I’ve been thinking a lot about aural communication lately, how, in classrooms, we oftentimes overlook the aural in favor of the oral.  When we do provide aural instruction, we couple it with visual instruction.  Write on the board!  Entertain!  Give the students something to look at!  I’m one of those old-fashioned educators–I bemoan the current trend of fashioning educators as clowns and spectacle.

When I hear a student complain that a class is boring, I think of John Berryman’s lines in Dream Song number 14: “and moreover my mother told me as a boy / (repeatingly) ‘Ever to confess you’re bored / means you have no / Inner Resources.’”

When I was in grade school, there was after-school training for competitions with other district schools.  If you won, you went on to regional competition, and if you won at that level, you advanced to state.  One of the activities I trained in when I was eight was a storytelling competition.  The task wasn’t to tell a story, but rather to retell a story that you would have just been told.  This training forced me to listen, to etch details in my mind, knowing that I would have to retell them.  When this became easy, I began to interpret what I heard, to make connections, to go above and beyond the surface of what was presented.  (I think this is why I didn’t do well in these competitions–even at a young age, I wasn’t keen on merely summarizing; I wanted to provide literary criticism as well.)

Somewhere along the way, (I don’t know when) I became a terrible listener.  I’ll sometimes just slip into daydreams when I’m at a literary reading.  I have to prompt myself to listen.  I have to concentrate.  When someone reads something aloud to me, I invariably begin to go elsewhere unless I try really, really hard to stay there in the passage.  I retain better when I look at the text, and I don’t think this is a good thing.  It’s probably something that starting happening by my being immersed in classrooms that coupled aural and visual instruction in the belief that children learn better this way.  I think it’s hurt me.

We let our students read aloud things that are beautiful, that should not be read aloud by fumbling, untrained students–Shakespeare for example.  (No wonder our students have a hard time listening!)  Why don’t we let them listen to trained actors on tape?  Or on an MP3 player?  I recently saw a news clip that showed MP3 players being used in public school classrooms.  I have reservations about a gadget, however, that allows us to pause and resume, allowing us the safety of getting lazy, of drifting off.

Perhaps students are bored because they aren’t listening or don’t know how to listen.  They’re elsewhere.  Perhaps they have no inner resources, or perhaps they have too many inner resources.

We train our students to be articulate, eloquent speakers, but are we training them to be alert, contemplative listeners?

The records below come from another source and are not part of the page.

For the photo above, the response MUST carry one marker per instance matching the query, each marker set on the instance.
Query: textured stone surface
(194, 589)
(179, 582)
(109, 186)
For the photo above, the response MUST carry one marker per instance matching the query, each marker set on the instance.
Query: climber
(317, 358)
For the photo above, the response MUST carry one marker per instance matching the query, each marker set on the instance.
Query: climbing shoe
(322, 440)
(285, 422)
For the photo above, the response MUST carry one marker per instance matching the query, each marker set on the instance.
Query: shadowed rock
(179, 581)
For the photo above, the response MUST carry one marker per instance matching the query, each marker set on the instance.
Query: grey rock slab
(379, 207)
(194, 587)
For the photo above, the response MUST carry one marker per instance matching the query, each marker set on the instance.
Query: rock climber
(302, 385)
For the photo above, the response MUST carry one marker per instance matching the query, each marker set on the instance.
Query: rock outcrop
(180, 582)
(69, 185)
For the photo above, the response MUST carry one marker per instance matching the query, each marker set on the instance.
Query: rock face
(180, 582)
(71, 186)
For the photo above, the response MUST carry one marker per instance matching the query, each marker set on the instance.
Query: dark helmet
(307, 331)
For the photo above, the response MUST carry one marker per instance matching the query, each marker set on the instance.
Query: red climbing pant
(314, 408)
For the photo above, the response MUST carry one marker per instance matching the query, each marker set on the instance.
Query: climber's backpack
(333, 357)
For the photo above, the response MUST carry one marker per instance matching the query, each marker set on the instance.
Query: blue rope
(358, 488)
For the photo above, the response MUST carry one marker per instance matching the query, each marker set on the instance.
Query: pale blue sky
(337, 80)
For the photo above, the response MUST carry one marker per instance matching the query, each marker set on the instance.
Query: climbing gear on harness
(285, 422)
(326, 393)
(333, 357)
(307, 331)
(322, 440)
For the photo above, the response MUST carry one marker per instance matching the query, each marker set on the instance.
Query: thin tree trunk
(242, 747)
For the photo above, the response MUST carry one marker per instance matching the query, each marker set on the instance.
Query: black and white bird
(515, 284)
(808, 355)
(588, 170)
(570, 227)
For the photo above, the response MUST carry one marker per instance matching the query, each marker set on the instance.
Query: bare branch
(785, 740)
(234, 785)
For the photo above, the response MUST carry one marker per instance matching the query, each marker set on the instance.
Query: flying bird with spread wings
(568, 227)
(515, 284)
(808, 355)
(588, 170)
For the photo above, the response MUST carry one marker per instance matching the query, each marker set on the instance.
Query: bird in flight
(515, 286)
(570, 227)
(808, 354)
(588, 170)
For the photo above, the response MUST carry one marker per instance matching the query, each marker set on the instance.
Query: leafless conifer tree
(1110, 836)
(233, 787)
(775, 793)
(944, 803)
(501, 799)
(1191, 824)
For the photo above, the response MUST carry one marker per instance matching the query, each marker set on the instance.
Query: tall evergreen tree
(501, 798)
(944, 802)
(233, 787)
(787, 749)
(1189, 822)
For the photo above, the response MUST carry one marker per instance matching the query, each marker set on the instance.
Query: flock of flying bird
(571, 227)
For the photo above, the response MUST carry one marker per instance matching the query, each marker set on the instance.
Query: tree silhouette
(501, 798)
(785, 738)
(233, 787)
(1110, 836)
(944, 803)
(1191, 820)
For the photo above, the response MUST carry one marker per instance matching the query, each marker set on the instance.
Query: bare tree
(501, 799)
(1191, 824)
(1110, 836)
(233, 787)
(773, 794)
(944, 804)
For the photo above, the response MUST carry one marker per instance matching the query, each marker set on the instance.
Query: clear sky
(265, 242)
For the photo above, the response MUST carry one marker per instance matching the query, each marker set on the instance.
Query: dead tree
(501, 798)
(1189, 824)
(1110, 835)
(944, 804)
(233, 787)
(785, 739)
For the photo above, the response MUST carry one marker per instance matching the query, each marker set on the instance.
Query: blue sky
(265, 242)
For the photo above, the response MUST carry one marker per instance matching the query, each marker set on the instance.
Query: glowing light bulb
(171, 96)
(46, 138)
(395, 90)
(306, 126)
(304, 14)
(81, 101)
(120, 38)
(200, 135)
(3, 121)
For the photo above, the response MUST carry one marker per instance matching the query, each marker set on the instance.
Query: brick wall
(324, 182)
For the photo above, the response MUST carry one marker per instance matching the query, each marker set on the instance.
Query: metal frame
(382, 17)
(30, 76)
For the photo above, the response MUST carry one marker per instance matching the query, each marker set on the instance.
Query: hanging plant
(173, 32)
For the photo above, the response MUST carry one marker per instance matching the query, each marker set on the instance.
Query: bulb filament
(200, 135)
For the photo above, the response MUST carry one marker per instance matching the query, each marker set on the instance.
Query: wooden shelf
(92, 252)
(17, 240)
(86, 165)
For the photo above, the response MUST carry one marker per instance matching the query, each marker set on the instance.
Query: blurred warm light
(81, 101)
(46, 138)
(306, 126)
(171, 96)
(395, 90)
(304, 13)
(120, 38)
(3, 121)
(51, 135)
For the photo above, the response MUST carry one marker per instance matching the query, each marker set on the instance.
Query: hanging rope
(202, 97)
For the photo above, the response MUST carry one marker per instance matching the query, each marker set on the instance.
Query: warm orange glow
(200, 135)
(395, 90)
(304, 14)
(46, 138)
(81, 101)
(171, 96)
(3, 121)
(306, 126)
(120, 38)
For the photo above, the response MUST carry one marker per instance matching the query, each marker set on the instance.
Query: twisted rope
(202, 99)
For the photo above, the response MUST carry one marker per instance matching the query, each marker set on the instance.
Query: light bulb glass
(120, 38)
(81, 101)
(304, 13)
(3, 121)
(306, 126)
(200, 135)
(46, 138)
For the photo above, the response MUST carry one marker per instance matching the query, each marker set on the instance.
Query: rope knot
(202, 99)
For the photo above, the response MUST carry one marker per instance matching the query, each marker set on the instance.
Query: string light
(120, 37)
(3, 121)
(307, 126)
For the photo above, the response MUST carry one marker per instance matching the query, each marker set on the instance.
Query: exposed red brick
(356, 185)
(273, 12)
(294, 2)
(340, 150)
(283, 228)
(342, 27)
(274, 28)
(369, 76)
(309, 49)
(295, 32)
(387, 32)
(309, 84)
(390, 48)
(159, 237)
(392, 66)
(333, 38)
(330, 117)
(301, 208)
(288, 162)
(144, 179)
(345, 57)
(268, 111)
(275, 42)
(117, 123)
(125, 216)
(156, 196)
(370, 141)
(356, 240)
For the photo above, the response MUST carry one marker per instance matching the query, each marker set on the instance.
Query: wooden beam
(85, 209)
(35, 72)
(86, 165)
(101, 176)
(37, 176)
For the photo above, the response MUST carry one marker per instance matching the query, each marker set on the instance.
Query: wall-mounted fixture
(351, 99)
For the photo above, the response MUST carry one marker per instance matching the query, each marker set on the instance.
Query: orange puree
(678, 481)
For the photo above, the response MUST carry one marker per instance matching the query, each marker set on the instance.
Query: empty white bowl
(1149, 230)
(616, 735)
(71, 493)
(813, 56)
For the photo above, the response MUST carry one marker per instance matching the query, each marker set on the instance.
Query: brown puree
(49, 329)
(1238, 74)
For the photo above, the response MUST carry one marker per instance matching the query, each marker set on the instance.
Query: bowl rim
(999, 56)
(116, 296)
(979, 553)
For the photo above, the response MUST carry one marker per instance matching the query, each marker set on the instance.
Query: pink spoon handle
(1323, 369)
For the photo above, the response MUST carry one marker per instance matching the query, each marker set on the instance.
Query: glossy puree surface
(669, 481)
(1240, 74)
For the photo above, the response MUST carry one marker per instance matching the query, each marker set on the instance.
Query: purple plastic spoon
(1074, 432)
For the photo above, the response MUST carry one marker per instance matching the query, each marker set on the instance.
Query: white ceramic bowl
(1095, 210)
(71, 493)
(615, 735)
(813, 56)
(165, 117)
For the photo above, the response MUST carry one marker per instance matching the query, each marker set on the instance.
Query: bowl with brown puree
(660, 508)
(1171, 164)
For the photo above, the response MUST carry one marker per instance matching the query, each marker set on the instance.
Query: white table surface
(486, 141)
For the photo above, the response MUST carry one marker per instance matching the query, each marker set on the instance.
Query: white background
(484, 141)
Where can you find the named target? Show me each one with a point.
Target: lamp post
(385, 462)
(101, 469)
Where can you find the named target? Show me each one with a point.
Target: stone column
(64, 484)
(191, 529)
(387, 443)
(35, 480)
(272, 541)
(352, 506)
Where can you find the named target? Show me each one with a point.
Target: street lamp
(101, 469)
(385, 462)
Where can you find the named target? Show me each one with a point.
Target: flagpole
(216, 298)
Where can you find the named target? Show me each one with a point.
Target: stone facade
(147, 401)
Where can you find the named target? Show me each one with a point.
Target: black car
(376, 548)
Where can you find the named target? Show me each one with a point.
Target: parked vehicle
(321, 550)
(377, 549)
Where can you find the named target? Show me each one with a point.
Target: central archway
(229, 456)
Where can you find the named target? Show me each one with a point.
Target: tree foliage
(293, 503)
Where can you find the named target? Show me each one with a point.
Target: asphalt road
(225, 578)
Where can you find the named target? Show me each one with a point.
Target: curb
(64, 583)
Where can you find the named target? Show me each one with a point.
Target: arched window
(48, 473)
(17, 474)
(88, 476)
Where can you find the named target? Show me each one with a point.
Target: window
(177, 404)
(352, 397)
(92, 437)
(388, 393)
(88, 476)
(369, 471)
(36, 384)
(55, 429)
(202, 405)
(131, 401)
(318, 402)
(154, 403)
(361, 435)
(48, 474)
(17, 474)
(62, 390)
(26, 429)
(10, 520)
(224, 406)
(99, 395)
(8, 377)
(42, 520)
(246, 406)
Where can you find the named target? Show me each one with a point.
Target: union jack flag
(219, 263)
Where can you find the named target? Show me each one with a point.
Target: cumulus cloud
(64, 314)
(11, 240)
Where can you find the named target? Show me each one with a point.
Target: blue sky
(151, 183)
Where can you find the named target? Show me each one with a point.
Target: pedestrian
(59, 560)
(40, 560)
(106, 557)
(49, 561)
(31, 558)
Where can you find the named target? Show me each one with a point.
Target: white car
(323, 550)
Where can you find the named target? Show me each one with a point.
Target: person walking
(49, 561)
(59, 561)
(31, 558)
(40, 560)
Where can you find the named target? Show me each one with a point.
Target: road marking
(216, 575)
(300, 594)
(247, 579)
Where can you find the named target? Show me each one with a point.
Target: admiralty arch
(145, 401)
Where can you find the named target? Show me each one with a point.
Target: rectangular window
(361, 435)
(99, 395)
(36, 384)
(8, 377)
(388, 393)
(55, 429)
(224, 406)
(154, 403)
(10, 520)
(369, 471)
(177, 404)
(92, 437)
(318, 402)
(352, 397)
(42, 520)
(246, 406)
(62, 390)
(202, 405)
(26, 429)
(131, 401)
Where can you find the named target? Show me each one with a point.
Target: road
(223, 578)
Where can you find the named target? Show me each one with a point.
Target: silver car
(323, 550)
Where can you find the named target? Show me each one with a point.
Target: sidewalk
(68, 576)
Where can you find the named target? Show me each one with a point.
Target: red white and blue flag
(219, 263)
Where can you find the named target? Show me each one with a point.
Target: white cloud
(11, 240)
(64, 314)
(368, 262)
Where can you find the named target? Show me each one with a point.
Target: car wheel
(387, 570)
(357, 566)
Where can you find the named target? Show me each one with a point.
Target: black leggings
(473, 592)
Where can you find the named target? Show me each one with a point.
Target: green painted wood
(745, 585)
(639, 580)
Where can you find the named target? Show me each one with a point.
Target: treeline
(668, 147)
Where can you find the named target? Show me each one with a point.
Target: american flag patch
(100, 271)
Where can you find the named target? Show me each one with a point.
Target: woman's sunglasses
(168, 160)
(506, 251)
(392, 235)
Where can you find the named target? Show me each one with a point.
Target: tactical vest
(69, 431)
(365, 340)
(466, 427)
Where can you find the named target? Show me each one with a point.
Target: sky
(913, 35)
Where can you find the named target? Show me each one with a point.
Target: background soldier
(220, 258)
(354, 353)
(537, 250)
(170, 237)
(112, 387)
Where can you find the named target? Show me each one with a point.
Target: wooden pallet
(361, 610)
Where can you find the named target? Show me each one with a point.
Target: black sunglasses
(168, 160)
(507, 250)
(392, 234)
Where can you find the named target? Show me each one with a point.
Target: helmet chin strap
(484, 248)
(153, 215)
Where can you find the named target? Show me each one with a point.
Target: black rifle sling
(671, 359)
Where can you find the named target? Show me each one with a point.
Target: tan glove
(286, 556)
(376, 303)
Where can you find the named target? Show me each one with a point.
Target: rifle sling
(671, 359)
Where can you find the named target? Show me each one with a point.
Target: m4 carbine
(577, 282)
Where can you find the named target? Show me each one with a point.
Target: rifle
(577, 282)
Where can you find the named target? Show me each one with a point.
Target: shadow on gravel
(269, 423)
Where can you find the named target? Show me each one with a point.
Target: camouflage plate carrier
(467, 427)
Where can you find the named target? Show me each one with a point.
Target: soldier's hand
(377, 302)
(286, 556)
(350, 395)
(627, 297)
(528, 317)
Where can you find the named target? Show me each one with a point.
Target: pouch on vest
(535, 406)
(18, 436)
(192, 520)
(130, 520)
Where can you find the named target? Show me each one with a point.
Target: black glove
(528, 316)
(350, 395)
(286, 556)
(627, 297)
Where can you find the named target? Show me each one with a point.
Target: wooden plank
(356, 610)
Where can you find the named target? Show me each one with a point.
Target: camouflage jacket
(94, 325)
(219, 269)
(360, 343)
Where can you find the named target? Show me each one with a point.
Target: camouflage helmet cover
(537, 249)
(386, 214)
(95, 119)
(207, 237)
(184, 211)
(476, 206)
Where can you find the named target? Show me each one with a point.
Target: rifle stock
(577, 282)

2 Responses to “Inner Resources”


  1. 1 James Drogan

    I've the same concern as Jenny.  I've given my view of this in About the Inbound.  While related to Jenny's comment, it takes a broader view of the acquisition of data.

    I agree with Jenny that we need to train alert, contemplative listeners.  However, I'm not sure that's enough.  I argue this point in the paper mentioned above.

  2. 2 Jody

    Just yesterday at the Great Works faculty development session on incorporating performance into the course, I told a few participants about my high school experience with Shakespeare.  Every year–except junior year, which was all American literature–we would read some Shakespeare, and we would read in class, and we would read along silently while listening to audio-cassette recordings of the play.  This was what the school's budget would allow, and it did provide us with a sense of the sound of Shakespeare's plays, and with a version true to the written text, but it was so awfully lacking.  Rather than inspiring us to imagine the visuals for ourselves, these tapes offered us a chance to get by without reading the materials in advance, to passively listen, to avoid taking the risk of thinking or reciting for ourselves. 

    I love the idea of an eight-year-old so sophisticated in her literary interpretation that she fails to summarize a story accurately.  It's no wonder you have become the kind of thinker you are!  I would love to design assignments that inspire active listeners like you trained yourself to be.  I have always argued, but perhaps without enough people listening, that as fellows we need to emphasize reading and listening in addition to writing and speaking.  Otherwise, our students are incomplete communicators, incapable of  exchanging ideas with others.